Literarische Abende bei von Meysenbugs

Leseprobe aus: Renate Hupfeld, Theodor Althaus (1822 - 1852) - Revolutionär in Deutschland

Dennoch wurde zu weiteren Salonabenden in das Meysenbug’sche Palais eingeladen. Der Akzent lag auf literarischen Themen, z.B. Goethes „Faust“ und die „Albigenser“ von Nikolaus Lenau. Doch diese Zusammenkünfte wurden zunehmend schwieriger für Malwida und Theodor, zumal sie sich nie zu zweit aussprechen konnten, sondern immer in Gesellschaft waren. Misstöne gab es vor allem zwischen Theodor und Malwidas jüngerer Schwester. In einem Brief entschuldigte er sich für seine Unliebenswürdigkeit gegenüber Laura am Abend zuvor:
„Wenn man einen ganzen Abend zusammen ist, und an das sich Gehen lassen gewöhnt, wie ich, so kann es nicht fehlen, daß die Stimmungen wechseln. Und bei mir, daß ich gerade in solche gerathe, wo ich nicht in Ihren Kreis passe. Wenn man zu zweien ist, ists eine andere Sache; …“
Überdeutlich wurde hier, wie unwohl Althaus sich im Salon der von Meysenbugs fühlte, er gehörte nicht dazu und wollte es wohl auch gar nicht. Nur Malwida zuliebe ließ er sich darauf ein, denn er liebte sie trotz allem und die Übereinstimmung seiner Ansichten mit ihren, vor allem in philosophisch-religiösen Fragen, war für ihn ein Gewinn, sogar in zunehmendem Maße, denn je mehr er sich in der Residenz isolierte, desto wichtiger war die Anbindung an die Freundin, die trotz des kalten Gegenwinds treu zu ihm hielt. Er vertraute darauf, dass die Liebe stärker war als der gesellschaftliche Druck.
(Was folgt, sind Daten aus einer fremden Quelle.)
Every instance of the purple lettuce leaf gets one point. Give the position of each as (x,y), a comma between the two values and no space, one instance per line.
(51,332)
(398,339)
So schrieb er im selben Brief:
„Eins haben Sie aber wenigstens sicher bei meiner – ich möchte fast sagen lieblosen Art – daß Sie mich jedes Mal so haben, wie ich bin und nicht wie ich mich machen könnte. Es ist das freilich ein schlechter Trost, da ich Ihnen mit dieser Art weh thun mußte – aber ich glaube es ist dennoch immer für Sie. – Sie denken zu gut von mir, Sie haben mich zu lieb. Wir beide wissen, was diese Liebe Edles in mir gemacht hat, aber ich habe mich auch von ihr verwöhnen lassen. Wir vertrauen aber auch beide, daß wir irgendwie die Harmonie wieder finden werden, einerlei in welcher Art.“

Resignieren war ohnehin nicht seine Sache. Von der Ressourcenmisere ließ er sich nicht einschüchtern und gründete zusammen mit dem gleichaltrigen Theologen Carl Volkhausen einen Leseverein, in dem Bücher und Broschüren angeschafft und zu einem geringen Beitrag in Detmold und vielen anderen lippischen Orten verbreitet wurden. Natürlich legten die Gründer Wert auf Texte progressiven Inhalts zu Politik, Religion und Gesellschaft wie die von Feuerbach und Strauß, die in Publikationen das derzeit gelebte Christentum kritisiert hatten, sowie Georg Herwegh und Johann Jacoby, die sich mit allen Mitteln für ein demokratisches Deutschland einsetzten. Zu den Mitgliedern des neuen Lesevereins gehörten Beamte,  Ärzte, Advokaten, Kaufleute und Gutsbesitzer.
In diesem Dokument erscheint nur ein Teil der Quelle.